Le président Nicolas Sarkozy a indiqué vendredi que les dirigeants du G20 s'étaient mis d'accord pour que les banques centrales des principales économies développées et émergentes puissent "limiter le montant global des bonus dans les banques".
"Je suis très satisfait de ce que nous avons décidé" au G20 de Pittsburgh (est des Etats-Unis), a souligné M. Sarkozy, au cours d'une conférence de presse à l'issue du sommet.
"Il y a eu unanimité autour de la table pour que les erreurs du passé ne recommencent pas. (Le président américain) Barack Obama lui-même a pris la parole pour dire combien il se sentait engagé par cette nécessité de régulation", a-t-il ajouté.

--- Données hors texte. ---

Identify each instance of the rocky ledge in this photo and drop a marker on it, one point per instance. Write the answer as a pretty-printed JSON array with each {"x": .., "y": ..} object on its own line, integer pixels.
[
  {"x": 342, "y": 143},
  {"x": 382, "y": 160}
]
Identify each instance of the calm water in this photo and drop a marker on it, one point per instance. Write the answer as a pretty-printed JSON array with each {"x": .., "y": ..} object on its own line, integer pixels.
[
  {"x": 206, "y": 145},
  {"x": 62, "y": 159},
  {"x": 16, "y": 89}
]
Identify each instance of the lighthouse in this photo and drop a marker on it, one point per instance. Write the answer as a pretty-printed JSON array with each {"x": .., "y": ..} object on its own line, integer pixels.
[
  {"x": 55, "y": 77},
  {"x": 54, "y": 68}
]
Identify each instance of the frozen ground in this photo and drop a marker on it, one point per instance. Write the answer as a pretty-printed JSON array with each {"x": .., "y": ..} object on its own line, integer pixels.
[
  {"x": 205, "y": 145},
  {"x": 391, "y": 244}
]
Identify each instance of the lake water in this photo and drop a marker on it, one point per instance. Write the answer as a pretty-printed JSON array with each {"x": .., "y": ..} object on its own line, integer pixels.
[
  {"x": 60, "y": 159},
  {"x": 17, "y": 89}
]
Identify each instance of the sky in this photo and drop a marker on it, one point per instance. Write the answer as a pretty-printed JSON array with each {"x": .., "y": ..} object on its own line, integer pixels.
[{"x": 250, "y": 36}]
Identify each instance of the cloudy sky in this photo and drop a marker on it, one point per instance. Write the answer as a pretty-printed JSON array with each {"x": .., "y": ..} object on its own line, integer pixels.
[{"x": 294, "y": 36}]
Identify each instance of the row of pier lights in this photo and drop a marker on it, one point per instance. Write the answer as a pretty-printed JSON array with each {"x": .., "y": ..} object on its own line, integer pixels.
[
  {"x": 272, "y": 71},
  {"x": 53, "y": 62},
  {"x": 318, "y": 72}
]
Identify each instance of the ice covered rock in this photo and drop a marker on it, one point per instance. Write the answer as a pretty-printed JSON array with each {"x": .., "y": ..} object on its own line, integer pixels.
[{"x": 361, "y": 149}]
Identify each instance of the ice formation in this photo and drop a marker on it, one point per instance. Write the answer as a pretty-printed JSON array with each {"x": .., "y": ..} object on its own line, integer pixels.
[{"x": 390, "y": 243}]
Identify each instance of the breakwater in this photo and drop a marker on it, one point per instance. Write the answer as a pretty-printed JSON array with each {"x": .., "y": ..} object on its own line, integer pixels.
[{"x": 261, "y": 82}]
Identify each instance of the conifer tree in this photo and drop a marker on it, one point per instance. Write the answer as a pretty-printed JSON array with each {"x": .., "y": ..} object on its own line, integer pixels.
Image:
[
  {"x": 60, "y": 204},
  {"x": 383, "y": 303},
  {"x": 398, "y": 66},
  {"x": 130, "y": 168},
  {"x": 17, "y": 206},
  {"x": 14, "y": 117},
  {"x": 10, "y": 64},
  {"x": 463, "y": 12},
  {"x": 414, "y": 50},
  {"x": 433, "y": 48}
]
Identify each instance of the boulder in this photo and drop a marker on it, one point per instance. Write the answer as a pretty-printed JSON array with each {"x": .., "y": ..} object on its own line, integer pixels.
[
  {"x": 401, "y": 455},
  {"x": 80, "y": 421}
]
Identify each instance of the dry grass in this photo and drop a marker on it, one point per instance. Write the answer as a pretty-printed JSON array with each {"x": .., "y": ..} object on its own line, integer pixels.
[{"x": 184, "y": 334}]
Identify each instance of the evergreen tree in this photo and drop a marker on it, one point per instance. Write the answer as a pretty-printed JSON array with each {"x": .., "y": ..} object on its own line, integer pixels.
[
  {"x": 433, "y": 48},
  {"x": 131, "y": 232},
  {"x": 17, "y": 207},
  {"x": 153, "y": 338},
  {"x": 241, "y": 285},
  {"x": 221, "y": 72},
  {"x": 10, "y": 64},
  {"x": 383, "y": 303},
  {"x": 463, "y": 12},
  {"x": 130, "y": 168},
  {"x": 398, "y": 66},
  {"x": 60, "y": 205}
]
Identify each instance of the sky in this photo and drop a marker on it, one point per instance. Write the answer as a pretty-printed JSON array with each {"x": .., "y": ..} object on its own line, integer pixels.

Le président français a expliqué que "trois points fondamentaux" avaient été "actés":
- "les règles de Bâle 2 (qui réglementent les activités bancaires en fixant par exemple le niveau de leurs fonds propres en fonction des risques pris), seront appliquées partout", notamment "dans les principaux centres financiers, dès 2011".
- les pays du G20 sont également "d'accord pour exiger que les banques qui ont des activités risquées soit obligées d'augmenter leurs fonds propres".
- enfin, la France a été "entendue sur la question des bonus" avec notamment "l'interdiction des bonus garantis au-delà d'un an" ou encore "l'instauration d'un système de bonus-malus".
"Les banques centrales disposeront désormais du pouvoir de limiter le montant global des bonus", a également affirmé M. Sarkozy.
"Si une banque fait des profits, elle ne doit pas tout distribuer aux traders et aux actionnaires. Elle doit en conserver une partie importante parce que ça lui permettra ensuite de faire plus de prêts aux entreprises et aux ménages", a-t-il ajouté.
"C'est la première fois que le pouvoir est ainsi donné aux superviseurs de plafonner le montant des bonus en fonction des revenus d'une banque", s'est-il félicité.